The IPv4 pools are separate. Enterprise subscribers get addresses from 10.0.0.0/12, consumer subscribers from 10.16.0.0/12. Each pool is split into 8 partitions matching its CPU group.

The premium group runs CBS with two constraints: EWMA load at 0.7 and EWMA bandwidth at 4 Gbps. These thresholds leave generous headroom for enterprise sessions. The WSC fallback weights load 2x because latency correlates with CPU utilization, sessions 1x because enterprise sessions are long-lived, and bandwidth 1.5x to track throughput. Any CPU that exceeds 70% smoothed load or is pushing more than 4 Gbps gets filtered out. The survivors enter WSC for final ranking.

The standard group runs plain WSC with equal weights. No hard limits, no filtering. Consumer traffic tolerates higher latency and occasional congestion, so the multi-metric scoring alone provides adequate balancing.

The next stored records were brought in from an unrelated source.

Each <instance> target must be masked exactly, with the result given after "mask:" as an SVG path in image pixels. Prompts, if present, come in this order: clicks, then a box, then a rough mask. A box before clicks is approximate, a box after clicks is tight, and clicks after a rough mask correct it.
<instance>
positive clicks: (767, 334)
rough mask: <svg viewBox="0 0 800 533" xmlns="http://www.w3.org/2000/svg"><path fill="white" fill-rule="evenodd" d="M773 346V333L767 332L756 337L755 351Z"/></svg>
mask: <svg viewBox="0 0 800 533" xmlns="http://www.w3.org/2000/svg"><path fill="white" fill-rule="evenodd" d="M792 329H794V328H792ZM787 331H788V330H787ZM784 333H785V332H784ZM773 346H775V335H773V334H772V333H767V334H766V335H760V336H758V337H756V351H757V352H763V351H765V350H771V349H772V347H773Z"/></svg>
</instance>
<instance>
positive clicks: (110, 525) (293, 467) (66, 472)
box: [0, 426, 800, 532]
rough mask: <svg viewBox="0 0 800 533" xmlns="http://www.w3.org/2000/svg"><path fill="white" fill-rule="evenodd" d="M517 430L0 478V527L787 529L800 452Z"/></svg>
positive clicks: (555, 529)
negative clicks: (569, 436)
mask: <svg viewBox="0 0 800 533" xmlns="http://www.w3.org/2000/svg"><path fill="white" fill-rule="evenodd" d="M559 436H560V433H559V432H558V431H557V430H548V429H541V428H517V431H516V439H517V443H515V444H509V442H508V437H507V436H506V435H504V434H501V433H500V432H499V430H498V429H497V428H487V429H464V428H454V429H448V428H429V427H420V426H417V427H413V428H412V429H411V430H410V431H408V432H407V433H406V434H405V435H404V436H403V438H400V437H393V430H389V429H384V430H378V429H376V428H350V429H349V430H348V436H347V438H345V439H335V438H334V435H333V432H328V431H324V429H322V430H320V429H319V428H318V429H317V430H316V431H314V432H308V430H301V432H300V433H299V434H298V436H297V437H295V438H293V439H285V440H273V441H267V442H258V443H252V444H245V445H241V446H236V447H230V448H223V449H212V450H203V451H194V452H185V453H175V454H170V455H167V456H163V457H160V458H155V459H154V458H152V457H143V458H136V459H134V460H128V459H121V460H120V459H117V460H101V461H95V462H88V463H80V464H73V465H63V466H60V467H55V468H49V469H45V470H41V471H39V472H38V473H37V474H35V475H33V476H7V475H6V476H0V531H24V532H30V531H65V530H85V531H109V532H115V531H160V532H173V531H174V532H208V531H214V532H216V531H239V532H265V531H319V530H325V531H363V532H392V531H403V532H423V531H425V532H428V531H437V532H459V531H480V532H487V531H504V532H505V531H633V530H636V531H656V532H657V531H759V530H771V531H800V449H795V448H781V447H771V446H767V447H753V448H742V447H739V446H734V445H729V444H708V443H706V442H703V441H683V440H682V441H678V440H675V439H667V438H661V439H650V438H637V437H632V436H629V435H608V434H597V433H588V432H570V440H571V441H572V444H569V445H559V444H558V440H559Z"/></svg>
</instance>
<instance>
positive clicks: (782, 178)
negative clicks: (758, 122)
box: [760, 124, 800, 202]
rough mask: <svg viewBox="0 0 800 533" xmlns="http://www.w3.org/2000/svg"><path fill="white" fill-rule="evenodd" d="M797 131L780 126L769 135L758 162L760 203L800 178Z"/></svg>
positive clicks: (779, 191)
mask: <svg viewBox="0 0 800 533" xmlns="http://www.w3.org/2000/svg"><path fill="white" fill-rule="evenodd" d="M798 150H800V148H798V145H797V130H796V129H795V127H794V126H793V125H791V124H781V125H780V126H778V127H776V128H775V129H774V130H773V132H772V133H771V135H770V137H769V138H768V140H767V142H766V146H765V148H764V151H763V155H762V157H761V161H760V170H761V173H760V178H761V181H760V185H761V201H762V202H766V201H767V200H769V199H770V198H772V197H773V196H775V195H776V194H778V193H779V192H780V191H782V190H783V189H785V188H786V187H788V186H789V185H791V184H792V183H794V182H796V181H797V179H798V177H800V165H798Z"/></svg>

Enterprise subscribers land on CPUs 0-7, consumer subscribers on CPUs 8-15. Each class is isolated at every level: different CPUs, different TEID sub-ranges, different IP pools, different NIC queues, different scheduling policies. A consumer traffic surge cannot affect enterprise session quality because the two never share a processing core.

Debug and Observability

Each scheduling group has a debug toggle that can be enabled at runtime with debug cpu-sched <group>. When the flag is on, every election decision is logged with the elected CPU, its current session count, and its configured weight:

cpu-sched: group=premium algo=cbs elected=cpu2 (sessions=24 weight=100)

The trace confirms which group made the decision, which algorithm ran, and which CPU won. For a CBS group, this line is the outcome of the constraint-filter plus fallback pipeline, so CPU 2 is guaranteed to have passed every configured constraint. The companion show cpu-sched <group> output gives the full per-CPU metric table used to reach that decision, so operators can cross-check the election against live load, smoothed values, and session counts.

Together with show range-partition and show interface <name> flow-steering, these commands provide complete visibility into every layer of the session placement pipeline.